Cascaded Autoencoder for Smooth HOI Latents
As illustrated in Figure 1, we introduce a cascaded autoencoder that learns continuous latent representations for hand–object interaction motion by separately encoding object motion and articulated hand trajectories while preserving their interaction structure. This design enables the latent space to capture fine-grained temporal dynamics and avoids the quantization artifacts commonly introduced by discrete VQ-based models. To evaluate motion smoothness, we perform a jerk analysis (Figure 2), where jerk is defined as the third derivative of position with respect to time. As shown across multiple temporal window lengths, our autoencoder consistently yields lower jerk values than VQ-based baselines, indicating smoother, more natural, and temporally stable HOI reconstructions.

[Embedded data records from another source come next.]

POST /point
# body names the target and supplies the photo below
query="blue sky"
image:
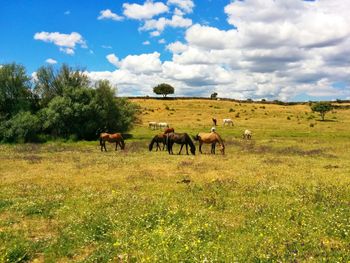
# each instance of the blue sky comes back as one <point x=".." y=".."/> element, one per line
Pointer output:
<point x="283" y="49"/>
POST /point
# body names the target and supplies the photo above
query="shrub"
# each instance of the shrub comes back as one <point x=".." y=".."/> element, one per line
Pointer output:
<point x="23" y="127"/>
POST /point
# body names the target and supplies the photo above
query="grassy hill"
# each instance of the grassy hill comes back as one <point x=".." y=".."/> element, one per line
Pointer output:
<point x="283" y="196"/>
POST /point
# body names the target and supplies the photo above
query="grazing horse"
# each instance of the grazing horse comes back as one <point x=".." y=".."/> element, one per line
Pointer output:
<point x="180" y="138"/>
<point x="212" y="138"/>
<point x="163" y="125"/>
<point x="247" y="134"/>
<point x="228" y="122"/>
<point x="159" y="138"/>
<point x="114" y="137"/>
<point x="152" y="125"/>
<point x="168" y="130"/>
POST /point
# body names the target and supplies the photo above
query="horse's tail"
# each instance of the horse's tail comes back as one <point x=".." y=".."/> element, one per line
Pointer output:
<point x="150" y="146"/>
<point x="190" y="143"/>
<point x="122" y="142"/>
<point x="196" y="138"/>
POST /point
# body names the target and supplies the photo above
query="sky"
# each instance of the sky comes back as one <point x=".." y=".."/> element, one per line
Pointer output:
<point x="289" y="50"/>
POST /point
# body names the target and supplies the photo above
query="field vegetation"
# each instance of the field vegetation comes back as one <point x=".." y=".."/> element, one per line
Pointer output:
<point x="283" y="196"/>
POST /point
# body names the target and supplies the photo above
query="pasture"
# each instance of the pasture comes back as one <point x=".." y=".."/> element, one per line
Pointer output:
<point x="283" y="196"/>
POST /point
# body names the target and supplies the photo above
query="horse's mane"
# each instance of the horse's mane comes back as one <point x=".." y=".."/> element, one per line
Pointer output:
<point x="190" y="143"/>
<point x="150" y="147"/>
<point x="220" y="140"/>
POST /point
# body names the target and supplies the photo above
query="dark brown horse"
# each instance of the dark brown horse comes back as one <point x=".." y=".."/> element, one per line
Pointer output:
<point x="169" y="130"/>
<point x="114" y="137"/>
<point x="180" y="138"/>
<point x="210" y="138"/>
<point x="159" y="138"/>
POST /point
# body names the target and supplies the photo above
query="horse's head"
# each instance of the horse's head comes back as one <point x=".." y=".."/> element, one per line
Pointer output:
<point x="122" y="144"/>
<point x="222" y="149"/>
<point x="193" y="150"/>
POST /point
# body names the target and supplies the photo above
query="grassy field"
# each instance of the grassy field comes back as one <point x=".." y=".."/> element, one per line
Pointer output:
<point x="284" y="196"/>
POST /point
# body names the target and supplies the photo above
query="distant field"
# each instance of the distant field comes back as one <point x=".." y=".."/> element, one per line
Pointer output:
<point x="284" y="196"/>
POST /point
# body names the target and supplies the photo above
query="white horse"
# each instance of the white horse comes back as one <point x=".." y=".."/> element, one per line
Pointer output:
<point x="152" y="125"/>
<point x="163" y="125"/>
<point x="247" y="134"/>
<point x="228" y="122"/>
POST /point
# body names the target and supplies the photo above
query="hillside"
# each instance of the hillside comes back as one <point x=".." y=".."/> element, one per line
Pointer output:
<point x="284" y="196"/>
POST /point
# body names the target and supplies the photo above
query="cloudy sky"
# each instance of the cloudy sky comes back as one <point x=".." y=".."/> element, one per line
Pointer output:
<point x="291" y="50"/>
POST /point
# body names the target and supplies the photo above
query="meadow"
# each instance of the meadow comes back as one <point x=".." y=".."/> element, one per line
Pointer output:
<point x="283" y="196"/>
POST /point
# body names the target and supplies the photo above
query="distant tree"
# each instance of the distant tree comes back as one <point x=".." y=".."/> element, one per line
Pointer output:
<point x="50" y="83"/>
<point x="322" y="108"/>
<point x="15" y="92"/>
<point x="163" y="89"/>
<point x="213" y="96"/>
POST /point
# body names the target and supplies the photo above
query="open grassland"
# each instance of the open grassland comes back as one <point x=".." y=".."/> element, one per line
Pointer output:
<point x="282" y="197"/>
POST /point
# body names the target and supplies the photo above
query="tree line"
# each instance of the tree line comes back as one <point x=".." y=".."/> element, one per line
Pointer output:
<point x="60" y="103"/>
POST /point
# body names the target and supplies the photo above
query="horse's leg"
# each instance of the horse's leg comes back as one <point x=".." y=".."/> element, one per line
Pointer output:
<point x="181" y="148"/>
<point x="213" y="148"/>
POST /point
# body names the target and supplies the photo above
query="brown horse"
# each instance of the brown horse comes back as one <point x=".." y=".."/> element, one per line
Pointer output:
<point x="114" y="137"/>
<point x="180" y="138"/>
<point x="169" y="130"/>
<point x="159" y="138"/>
<point x="212" y="138"/>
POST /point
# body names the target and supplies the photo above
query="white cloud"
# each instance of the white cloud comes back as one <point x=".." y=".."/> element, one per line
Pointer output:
<point x="108" y="14"/>
<point x="176" y="47"/>
<point x="51" y="61"/>
<point x="185" y="5"/>
<point x="161" y="23"/>
<point x="146" y="11"/>
<point x="154" y="34"/>
<point x="276" y="49"/>
<point x="144" y="63"/>
<point x="113" y="59"/>
<point x="66" y="42"/>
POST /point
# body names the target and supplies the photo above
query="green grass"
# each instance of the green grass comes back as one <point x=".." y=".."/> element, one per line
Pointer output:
<point x="282" y="197"/>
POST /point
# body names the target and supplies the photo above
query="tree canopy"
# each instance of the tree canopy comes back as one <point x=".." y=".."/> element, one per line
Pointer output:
<point x="63" y="104"/>
<point x="163" y="89"/>
<point x="322" y="108"/>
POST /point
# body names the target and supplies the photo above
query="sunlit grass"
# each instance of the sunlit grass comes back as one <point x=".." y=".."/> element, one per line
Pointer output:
<point x="284" y="196"/>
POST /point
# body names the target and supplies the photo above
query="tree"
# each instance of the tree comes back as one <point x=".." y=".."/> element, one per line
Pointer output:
<point x="49" y="84"/>
<point x="15" y="92"/>
<point x="163" y="89"/>
<point x="322" y="108"/>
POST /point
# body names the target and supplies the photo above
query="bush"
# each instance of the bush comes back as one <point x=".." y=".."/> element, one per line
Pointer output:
<point x="23" y="127"/>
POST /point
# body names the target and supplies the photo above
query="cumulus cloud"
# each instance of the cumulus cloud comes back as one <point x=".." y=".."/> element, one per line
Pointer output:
<point x="185" y="5"/>
<point x="275" y="49"/>
<point x="113" y="59"/>
<point x="108" y="14"/>
<point x="146" y="11"/>
<point x="161" y="23"/>
<point x="66" y="42"/>
<point x="51" y="61"/>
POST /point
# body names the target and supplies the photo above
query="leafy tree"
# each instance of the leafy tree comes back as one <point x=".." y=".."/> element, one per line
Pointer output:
<point x="15" y="93"/>
<point x="23" y="127"/>
<point x="322" y="108"/>
<point x="163" y="89"/>
<point x="213" y="95"/>
<point x="49" y="83"/>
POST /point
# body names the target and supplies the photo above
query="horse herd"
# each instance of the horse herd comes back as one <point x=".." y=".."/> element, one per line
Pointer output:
<point x="169" y="137"/>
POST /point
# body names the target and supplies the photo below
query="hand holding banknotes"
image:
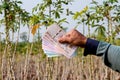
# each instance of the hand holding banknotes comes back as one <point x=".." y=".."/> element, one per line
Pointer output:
<point x="74" y="37"/>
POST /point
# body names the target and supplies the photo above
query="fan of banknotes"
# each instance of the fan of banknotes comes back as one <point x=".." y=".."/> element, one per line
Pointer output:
<point x="52" y="47"/>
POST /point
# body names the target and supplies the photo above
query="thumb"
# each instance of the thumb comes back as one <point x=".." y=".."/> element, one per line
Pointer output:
<point x="64" y="39"/>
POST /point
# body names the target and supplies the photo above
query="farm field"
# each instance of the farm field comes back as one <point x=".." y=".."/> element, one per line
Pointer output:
<point x="22" y="57"/>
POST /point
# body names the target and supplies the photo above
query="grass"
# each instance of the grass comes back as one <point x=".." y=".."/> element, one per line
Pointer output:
<point x="34" y="65"/>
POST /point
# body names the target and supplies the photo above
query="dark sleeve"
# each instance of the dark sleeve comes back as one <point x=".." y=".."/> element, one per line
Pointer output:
<point x="91" y="47"/>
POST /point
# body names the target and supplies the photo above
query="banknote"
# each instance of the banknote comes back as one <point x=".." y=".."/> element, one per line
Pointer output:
<point x="52" y="47"/>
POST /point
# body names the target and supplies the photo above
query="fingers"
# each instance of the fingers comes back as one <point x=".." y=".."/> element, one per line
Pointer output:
<point x="65" y="39"/>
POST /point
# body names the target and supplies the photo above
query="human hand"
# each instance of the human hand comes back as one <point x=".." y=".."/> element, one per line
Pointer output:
<point x="74" y="37"/>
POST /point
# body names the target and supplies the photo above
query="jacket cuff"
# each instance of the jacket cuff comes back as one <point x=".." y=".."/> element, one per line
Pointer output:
<point x="91" y="47"/>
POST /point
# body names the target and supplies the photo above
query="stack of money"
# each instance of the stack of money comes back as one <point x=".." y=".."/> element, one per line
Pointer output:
<point x="52" y="47"/>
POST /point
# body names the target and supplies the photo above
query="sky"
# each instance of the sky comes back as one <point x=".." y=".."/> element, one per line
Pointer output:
<point x="77" y="5"/>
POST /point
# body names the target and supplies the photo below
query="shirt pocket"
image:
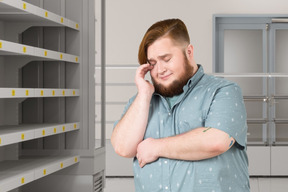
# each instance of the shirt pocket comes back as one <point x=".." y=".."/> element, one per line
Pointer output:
<point x="190" y="120"/>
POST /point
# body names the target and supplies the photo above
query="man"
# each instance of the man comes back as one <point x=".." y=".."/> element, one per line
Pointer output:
<point x="187" y="130"/>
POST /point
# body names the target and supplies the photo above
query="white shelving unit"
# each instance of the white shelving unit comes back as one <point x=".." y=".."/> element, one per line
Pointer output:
<point x="15" y="173"/>
<point x="47" y="96"/>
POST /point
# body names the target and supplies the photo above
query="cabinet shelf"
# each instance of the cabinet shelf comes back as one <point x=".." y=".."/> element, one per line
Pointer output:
<point x="18" y="133"/>
<point x="18" y="10"/>
<point x="37" y="92"/>
<point x="15" y="173"/>
<point x="10" y="48"/>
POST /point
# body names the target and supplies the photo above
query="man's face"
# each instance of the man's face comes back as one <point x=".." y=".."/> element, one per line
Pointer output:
<point x="172" y="68"/>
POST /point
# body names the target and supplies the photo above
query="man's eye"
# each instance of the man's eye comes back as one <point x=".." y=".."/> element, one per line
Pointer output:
<point x="167" y="60"/>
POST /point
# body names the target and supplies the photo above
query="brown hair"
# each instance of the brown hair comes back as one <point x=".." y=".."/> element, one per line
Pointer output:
<point x="173" y="28"/>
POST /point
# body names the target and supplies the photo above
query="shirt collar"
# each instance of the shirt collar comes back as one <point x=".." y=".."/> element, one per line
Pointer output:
<point x="194" y="79"/>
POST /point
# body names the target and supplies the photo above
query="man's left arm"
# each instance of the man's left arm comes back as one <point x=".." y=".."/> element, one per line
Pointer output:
<point x="198" y="144"/>
<point x="225" y="124"/>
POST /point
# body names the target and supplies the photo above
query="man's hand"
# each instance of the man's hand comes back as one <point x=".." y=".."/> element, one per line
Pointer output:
<point x="147" y="151"/>
<point x="144" y="86"/>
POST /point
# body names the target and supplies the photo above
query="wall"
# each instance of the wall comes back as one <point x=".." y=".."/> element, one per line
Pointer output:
<point x="128" y="20"/>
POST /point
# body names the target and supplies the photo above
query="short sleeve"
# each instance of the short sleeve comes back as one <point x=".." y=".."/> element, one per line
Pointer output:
<point x="125" y="109"/>
<point x="227" y="113"/>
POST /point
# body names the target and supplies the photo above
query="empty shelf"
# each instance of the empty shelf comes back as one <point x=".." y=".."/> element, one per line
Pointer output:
<point x="15" y="173"/>
<point x="11" y="48"/>
<point x="37" y="92"/>
<point x="17" y="10"/>
<point x="18" y="133"/>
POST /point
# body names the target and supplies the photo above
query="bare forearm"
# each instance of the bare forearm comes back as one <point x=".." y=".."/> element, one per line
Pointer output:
<point x="130" y="130"/>
<point x="199" y="144"/>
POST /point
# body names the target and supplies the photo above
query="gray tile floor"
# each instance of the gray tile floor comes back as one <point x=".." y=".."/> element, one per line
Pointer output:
<point x="257" y="184"/>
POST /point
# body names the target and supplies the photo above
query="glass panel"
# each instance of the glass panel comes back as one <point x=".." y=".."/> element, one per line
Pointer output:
<point x="281" y="86"/>
<point x="281" y="109"/>
<point x="281" y="48"/>
<point x="256" y="134"/>
<point x="243" y="51"/>
<point x="281" y="134"/>
<point x="255" y="109"/>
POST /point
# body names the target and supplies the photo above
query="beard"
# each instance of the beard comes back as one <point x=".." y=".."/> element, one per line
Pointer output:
<point x="176" y="87"/>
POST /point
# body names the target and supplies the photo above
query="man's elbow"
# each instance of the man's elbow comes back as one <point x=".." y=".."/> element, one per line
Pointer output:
<point x="123" y="151"/>
<point x="218" y="148"/>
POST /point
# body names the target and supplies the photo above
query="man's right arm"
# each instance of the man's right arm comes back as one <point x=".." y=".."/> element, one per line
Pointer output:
<point x="130" y="130"/>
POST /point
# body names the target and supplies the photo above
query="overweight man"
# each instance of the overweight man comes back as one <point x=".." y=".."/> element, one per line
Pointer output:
<point x="186" y="130"/>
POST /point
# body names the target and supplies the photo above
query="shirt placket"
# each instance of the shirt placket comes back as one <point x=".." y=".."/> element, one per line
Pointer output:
<point x="166" y="162"/>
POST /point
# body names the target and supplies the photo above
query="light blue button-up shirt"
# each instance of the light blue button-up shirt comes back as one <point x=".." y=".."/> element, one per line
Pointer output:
<point x="207" y="101"/>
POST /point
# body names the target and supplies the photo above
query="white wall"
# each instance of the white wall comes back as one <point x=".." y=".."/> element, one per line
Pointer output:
<point x="128" y="20"/>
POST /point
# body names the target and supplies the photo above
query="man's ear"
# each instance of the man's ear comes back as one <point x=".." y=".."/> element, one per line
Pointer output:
<point x="189" y="51"/>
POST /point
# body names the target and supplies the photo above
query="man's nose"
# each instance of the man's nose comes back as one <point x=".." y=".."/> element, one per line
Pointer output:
<point x="161" y="67"/>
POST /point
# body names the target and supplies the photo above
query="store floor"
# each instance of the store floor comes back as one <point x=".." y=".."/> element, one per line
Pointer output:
<point x="257" y="184"/>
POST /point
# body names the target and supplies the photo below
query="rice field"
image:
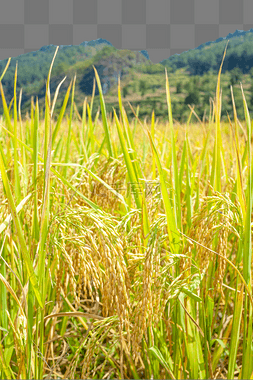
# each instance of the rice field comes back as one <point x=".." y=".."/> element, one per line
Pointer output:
<point x="126" y="248"/>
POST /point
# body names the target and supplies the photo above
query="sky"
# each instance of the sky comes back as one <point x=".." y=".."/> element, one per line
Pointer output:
<point x="162" y="27"/>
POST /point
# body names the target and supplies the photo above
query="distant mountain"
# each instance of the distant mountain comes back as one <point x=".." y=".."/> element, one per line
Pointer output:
<point x="110" y="63"/>
<point x="208" y="55"/>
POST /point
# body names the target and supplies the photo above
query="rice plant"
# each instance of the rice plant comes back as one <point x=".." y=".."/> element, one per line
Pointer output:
<point x="126" y="248"/>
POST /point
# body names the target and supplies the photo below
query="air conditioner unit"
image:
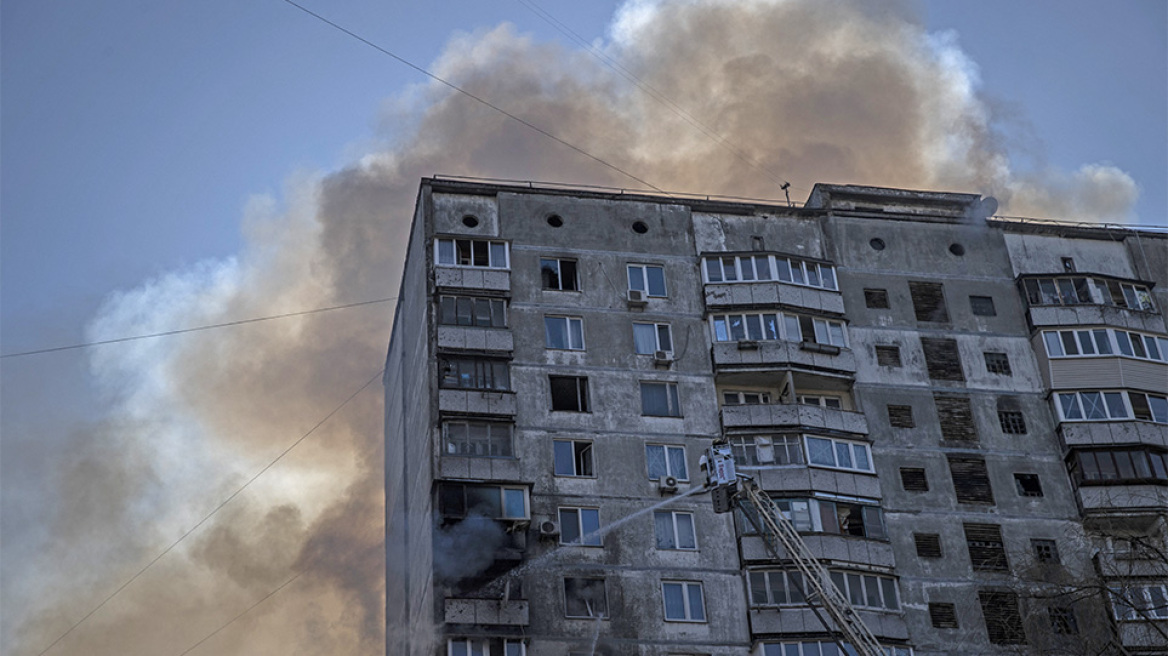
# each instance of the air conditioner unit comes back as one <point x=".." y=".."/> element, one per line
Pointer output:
<point x="667" y="484"/>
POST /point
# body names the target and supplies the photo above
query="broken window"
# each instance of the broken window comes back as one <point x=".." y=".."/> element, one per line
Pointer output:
<point x="585" y="598"/>
<point x="876" y="299"/>
<point x="929" y="301"/>
<point x="888" y="355"/>
<point x="912" y="479"/>
<point x="971" y="479"/>
<point x="943" y="615"/>
<point x="569" y="393"/>
<point x="1003" y="622"/>
<point x="899" y="416"/>
<point x="572" y="458"/>
<point x="982" y="306"/>
<point x="956" y="417"/>
<point x="987" y="552"/>
<point x="941" y="358"/>
<point x="998" y="363"/>
<point x="929" y="545"/>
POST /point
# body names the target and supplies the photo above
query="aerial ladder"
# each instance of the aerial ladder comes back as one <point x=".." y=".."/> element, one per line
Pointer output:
<point x="731" y="489"/>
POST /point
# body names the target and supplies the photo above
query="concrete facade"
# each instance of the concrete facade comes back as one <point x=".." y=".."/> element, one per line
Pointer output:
<point x="877" y="361"/>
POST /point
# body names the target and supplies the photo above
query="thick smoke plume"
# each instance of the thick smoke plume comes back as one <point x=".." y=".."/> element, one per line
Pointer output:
<point x="808" y="90"/>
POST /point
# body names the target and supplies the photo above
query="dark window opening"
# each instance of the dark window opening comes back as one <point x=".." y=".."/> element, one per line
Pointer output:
<point x="987" y="552"/>
<point x="941" y="358"/>
<point x="929" y="301"/>
<point x="876" y="299"/>
<point x="888" y="356"/>
<point x="943" y="615"/>
<point x="569" y="393"/>
<point x="929" y="545"/>
<point x="913" y="479"/>
<point x="971" y="480"/>
<point x="901" y="417"/>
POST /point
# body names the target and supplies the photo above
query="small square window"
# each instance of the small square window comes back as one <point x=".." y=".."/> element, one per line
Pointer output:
<point x="876" y="299"/>
<point x="572" y="458"/>
<point x="888" y="355"/>
<point x="901" y="417"/>
<point x="569" y="393"/>
<point x="982" y="306"/>
<point x="1045" y="551"/>
<point x="1028" y="484"/>
<point x="998" y="363"/>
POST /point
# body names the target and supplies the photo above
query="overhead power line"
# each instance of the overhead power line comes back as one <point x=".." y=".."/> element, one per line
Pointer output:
<point x="196" y="328"/>
<point x="477" y="98"/>
<point x="211" y="514"/>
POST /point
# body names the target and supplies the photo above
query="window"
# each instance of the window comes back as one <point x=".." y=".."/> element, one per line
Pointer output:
<point x="563" y="333"/>
<point x="1045" y="551"/>
<point x="766" y="449"/>
<point x="929" y="301"/>
<point x="647" y="278"/>
<point x="683" y="601"/>
<point x="876" y="299"/>
<point x="659" y="399"/>
<point x="569" y="393"/>
<point x="749" y="269"/>
<point x="578" y="525"/>
<point x="943" y="615"/>
<point x="731" y="397"/>
<point x="459" y="500"/>
<point x="956" y="417"/>
<point x="478" y="439"/>
<point x="666" y="460"/>
<point x="474" y="374"/>
<point x="998" y="363"/>
<point x="558" y="274"/>
<point x="839" y="454"/>
<point x="470" y="311"/>
<point x="982" y="306"/>
<point x="572" y="458"/>
<point x="901" y="417"/>
<point x="929" y="545"/>
<point x="1003" y="622"/>
<point x="1140" y="602"/>
<point x="652" y="337"/>
<point x="674" y="530"/>
<point x="941" y="358"/>
<point x="971" y="479"/>
<point x="472" y="252"/>
<point x="912" y="479"/>
<point x="1119" y="466"/>
<point x="1028" y="484"/>
<point x="585" y="598"/>
<point x="987" y="553"/>
<point x="1062" y="621"/>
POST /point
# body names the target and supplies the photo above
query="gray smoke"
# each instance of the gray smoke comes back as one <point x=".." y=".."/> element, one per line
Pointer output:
<point x="811" y="90"/>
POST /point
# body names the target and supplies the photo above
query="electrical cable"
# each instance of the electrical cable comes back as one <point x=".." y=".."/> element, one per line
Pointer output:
<point x="475" y="98"/>
<point x="211" y="514"/>
<point x="231" y="621"/>
<point x="208" y="327"/>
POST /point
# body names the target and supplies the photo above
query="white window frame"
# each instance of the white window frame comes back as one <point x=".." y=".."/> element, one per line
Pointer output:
<point x="568" y="332"/>
<point x="688" y="614"/>
<point x="492" y="252"/>
<point x="836" y="445"/>
<point x="676" y="531"/>
<point x="668" y="462"/>
<point x="657" y="336"/>
<point x="644" y="274"/>
<point x="593" y="537"/>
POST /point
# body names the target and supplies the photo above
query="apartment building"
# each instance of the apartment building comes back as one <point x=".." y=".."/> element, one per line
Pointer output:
<point x="965" y="417"/>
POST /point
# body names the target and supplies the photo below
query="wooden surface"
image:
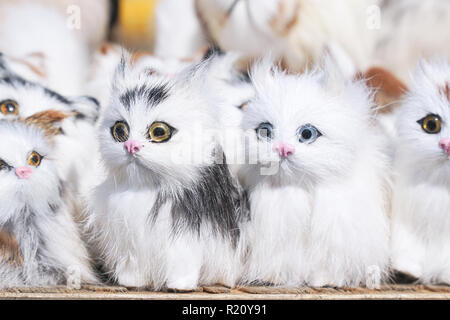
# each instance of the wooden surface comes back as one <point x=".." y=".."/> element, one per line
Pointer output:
<point x="243" y="293"/>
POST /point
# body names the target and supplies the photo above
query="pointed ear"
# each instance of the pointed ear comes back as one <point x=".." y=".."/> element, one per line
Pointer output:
<point x="388" y="88"/>
<point x="85" y="108"/>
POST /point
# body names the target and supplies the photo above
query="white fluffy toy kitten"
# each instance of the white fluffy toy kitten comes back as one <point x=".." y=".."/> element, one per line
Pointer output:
<point x="34" y="211"/>
<point x="162" y="219"/>
<point x="317" y="185"/>
<point x="421" y="201"/>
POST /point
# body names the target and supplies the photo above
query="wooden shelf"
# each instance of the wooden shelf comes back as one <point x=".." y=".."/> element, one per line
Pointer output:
<point x="396" y="292"/>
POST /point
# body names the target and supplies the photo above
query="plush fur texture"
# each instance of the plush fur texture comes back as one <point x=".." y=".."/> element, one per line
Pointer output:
<point x="75" y="147"/>
<point x="34" y="210"/>
<point x="411" y="30"/>
<point x="319" y="209"/>
<point x="296" y="31"/>
<point x="106" y="59"/>
<point x="167" y="213"/>
<point x="421" y="200"/>
<point x="43" y="48"/>
<point x="178" y="31"/>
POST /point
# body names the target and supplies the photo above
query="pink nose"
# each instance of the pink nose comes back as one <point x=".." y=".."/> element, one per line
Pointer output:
<point x="284" y="149"/>
<point x="24" y="172"/>
<point x="133" y="146"/>
<point x="445" y="145"/>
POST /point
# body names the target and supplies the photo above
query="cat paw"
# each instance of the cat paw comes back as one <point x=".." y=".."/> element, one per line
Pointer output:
<point x="410" y="268"/>
<point x="187" y="283"/>
<point x="321" y="280"/>
<point x="130" y="280"/>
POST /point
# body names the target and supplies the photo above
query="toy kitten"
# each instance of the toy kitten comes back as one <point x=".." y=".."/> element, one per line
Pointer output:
<point x="34" y="215"/>
<point x="75" y="145"/>
<point x="316" y="180"/>
<point x="162" y="218"/>
<point x="421" y="199"/>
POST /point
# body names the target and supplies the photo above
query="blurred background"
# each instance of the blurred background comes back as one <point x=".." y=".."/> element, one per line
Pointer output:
<point x="46" y="40"/>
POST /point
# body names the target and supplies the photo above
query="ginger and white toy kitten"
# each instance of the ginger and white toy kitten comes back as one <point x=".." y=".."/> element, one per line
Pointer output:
<point x="421" y="199"/>
<point x="75" y="146"/>
<point x="167" y="214"/>
<point x="35" y="214"/>
<point x="410" y="31"/>
<point x="315" y="180"/>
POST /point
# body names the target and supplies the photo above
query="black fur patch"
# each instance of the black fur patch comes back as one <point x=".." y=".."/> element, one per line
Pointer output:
<point x="151" y="95"/>
<point x="216" y="199"/>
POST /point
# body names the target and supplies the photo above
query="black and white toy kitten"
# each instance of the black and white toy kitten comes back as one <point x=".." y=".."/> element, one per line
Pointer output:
<point x="167" y="213"/>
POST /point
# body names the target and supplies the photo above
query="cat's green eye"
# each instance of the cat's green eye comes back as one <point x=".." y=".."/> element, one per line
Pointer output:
<point x="9" y="107"/>
<point x="160" y="132"/>
<point x="34" y="159"/>
<point x="431" y="123"/>
<point x="120" y="131"/>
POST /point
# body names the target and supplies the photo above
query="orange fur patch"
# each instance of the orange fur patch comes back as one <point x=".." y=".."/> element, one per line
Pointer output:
<point x="47" y="120"/>
<point x="9" y="249"/>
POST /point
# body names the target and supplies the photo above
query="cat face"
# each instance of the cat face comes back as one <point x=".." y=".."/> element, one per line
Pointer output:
<point x="155" y="128"/>
<point x="311" y="125"/>
<point x="423" y="122"/>
<point x="27" y="173"/>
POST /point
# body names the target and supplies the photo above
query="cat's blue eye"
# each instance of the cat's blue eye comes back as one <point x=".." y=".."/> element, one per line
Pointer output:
<point x="308" y="134"/>
<point x="265" y="131"/>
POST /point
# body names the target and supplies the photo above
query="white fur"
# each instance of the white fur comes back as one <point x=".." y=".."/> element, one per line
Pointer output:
<point x="411" y="30"/>
<point x="38" y="35"/>
<point x="178" y="31"/>
<point x="136" y="251"/>
<point x="76" y="153"/>
<point x="106" y="59"/>
<point x="421" y="199"/>
<point x="251" y="29"/>
<point x="320" y="218"/>
<point x="49" y="240"/>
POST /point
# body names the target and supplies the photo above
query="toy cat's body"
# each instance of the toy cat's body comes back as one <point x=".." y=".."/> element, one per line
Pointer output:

Latent Diffusion for HOI Motion Generation
We introduce a latent diffusion framework for hand–object interaction motion generation that combines the strengths of diffusion and autoregressive modeling. As shown in Figure 3, an autoregressive transformer models the compositional structure of HOI motion in latent space, while a diffusion module refines per-token distributions to produce smooth and expressive motion trajectories. This design preserves the flexibility of autoregressive generation for arbitrary-length sequences while enabling continuous, high-fidelity motion synthesis under multimodal conditioning such as language.